[Date Prev][Date Next][Thread Prev][Thread Next][Date Index][Thread Index]

Re: Tags

To: Gregory Leblanc <GLeblanc@cu-portland.edu>, "ldp-discuss@lists.linuxdoc.org" <ldp-discuss@lists.linuxdoc.org>
Subject: Re: Tags
From: Joe Cooper <joe@swelltech.com>
Date: Mon, 12 Jun 2000 21:41:07 -0500
References: <A5F46F4ED18FD211ABEE00105AC6CF070109377D@email.cu-portland.edu>
Resent-date: Mon, 12 Jun 2000 22:37:27 -0400 (EDT)
Resent-from: ldp-discuss@lists.debian.org
Resent-message-id: <ia7eNB.A.Xa.r5ZR5@murphy>
Resent-sender: ldp-discuss-request@lists.debian.org
Sender: joebuck@mail.swelltech.com

You're my hero, Greg.  Something needs doing, and I'll be damed if you
didn't just jump right in there and do it.  Now that I'm the one that
suggested somebody do it, I feel obliged to actually help.

Gregory Leblanc wrote:
> 
> > > We need a subset, and
> > > the template marks out that subset pretty well.
> >
> We've got most of this already, sort of.  I think that there should be three
> lists, as you propose, although I think that your second list shouldn't ever
> be clearly defined.  The first list should be all of the tags that we use to
> search/present better tailored content.  The third list (yeah, I was a math
> major :) should be all of the tags that the LDP considers "depreciated", and
> that we'd prefer that nobody used.  The second list should be just a list of
> all of the tags in DocBook, minus our other two lists.  Since we don't have
> anything to define that first set, and we've got only a very short third
> set, we don't have much of a list right now.  Basically, we've got two sets
> until we have some viewer/searcher that speaks DocBook.

Ok, what are the deprecated and to-be deprecated tags?  

<graphic> is the only one I know off hand.  Godoy and Mark know these
better than I, for sure.

> sgmlnorm does two of three here.  The third can't be done because we don't
> have an "allowed subset", and have no reason to define one.  We can say that
> these tags are depreciated, but that takes about 8 tags out of use.  Hardly
> worthwhile, if you ask me.

I agree.  I figure if Gary wants it, he can write it.  I don't see a
point in completely ruling out things and being hard assed about not
using them.  There should be some agreed upon standards (which a script
cannot understand, because it is content specific), however.  Things
like indexing and FAQ's and examples (code, command line, etc.), and
figures.  Codifying these things would be a good idea simply to make the
search engines job easier in the future.

I will do this while I am working on my next two documentation projects
(I'll announce one of them here when I get started on it...the other is
internal to my company).  I'll submit the way I think things ought to
be, and we can discuss it in a week or two.  If someone has ideas about
it now, let them flow, I will be glad to work from others ideas too.

> > I agree that it's a useful reference.
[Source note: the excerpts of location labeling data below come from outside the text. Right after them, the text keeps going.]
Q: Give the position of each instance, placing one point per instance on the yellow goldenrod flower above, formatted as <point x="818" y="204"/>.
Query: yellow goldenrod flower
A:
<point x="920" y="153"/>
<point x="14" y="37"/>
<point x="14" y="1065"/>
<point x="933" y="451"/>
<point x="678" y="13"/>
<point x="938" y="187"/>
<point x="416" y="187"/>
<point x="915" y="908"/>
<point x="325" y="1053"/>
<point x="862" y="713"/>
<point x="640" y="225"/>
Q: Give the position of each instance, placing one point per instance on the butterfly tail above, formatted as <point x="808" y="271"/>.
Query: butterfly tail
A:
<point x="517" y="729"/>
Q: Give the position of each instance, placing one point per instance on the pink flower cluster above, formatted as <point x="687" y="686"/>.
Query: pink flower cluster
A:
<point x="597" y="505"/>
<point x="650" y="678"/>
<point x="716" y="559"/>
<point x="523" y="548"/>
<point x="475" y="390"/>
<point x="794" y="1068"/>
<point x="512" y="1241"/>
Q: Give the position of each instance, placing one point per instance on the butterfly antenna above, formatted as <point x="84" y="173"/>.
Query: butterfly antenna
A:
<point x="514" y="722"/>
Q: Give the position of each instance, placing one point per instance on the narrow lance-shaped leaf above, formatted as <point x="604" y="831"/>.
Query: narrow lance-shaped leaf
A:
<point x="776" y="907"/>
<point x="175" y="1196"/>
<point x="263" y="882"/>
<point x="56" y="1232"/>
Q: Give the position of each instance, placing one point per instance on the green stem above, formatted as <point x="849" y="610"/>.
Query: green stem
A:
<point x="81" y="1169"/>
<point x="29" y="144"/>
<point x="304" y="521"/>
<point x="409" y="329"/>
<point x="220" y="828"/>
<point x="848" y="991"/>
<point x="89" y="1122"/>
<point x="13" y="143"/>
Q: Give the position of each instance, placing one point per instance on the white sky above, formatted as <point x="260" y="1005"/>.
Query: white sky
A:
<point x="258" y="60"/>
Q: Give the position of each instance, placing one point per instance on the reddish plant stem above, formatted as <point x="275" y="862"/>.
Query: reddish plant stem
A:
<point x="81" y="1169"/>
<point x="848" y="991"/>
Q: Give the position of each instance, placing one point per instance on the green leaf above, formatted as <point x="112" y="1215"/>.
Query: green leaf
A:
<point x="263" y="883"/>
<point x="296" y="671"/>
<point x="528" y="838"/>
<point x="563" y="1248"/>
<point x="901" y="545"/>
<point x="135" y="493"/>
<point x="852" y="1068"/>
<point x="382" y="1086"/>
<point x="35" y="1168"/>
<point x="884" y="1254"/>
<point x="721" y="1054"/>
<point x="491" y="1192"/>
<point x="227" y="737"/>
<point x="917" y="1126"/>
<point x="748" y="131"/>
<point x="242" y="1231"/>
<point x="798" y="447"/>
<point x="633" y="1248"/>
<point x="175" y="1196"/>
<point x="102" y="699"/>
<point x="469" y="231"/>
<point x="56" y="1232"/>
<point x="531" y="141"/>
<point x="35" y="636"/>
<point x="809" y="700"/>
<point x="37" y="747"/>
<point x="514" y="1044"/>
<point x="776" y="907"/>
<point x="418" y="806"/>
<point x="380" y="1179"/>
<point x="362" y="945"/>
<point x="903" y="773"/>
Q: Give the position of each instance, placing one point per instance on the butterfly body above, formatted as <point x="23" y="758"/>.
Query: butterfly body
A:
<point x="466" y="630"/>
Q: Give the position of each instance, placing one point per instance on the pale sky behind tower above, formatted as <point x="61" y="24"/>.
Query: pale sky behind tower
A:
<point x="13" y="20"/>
My concern
> > was that it was being offered as a substitute for
> > the hard work of deciding on subsets.
> 
> Again, I don't think we have anything to define subsets, except to remove
> those "depreciated" tags.  Until we have some search engines that take
> advantage of the DocBook markup, there's no reason to define any more than
> "ok to use" and "don't use"

Yes and no.  If the search engine is designed to our task, then wouldn't
it be nice (and easier for the search engine) if we all agreed to mark
out our figures in the same way?  And our code examples?  And our
command line examples?  Most of these things are obvious from the
DocBook specification really...but maybe some of it needs to be
codified.  I don't know.

> > Yes. How about "Subsets". We need three -
> > Required, permitted, and searchable.
> 
> Hmm, that would make four, the way that I count.  However, they would
> definitely have some overlap.  Required would be the ones that you MUST
> have, in order to have a valid HOWTO document.  Permitted would be ones that
> are allowed in HOWTOs, but not required.  Searchable would be some from both
> sets, although not necessarily all of either set.  These would be the ones
> that our search engine/viewer understands.  The last set would be restricted
> tags, which would basically be any tags that we don't want people to use.

Ok.  Four sets it is.  And work on making the 'searchable' set match the
superset containing both required and permitted?  No reason not to keep
improving the search engine until it can provide complete indexing of
the entire LDP.

> I've put some minor thought into doing this, but it's a big enough project
> that I need to get back up to speed with programming first.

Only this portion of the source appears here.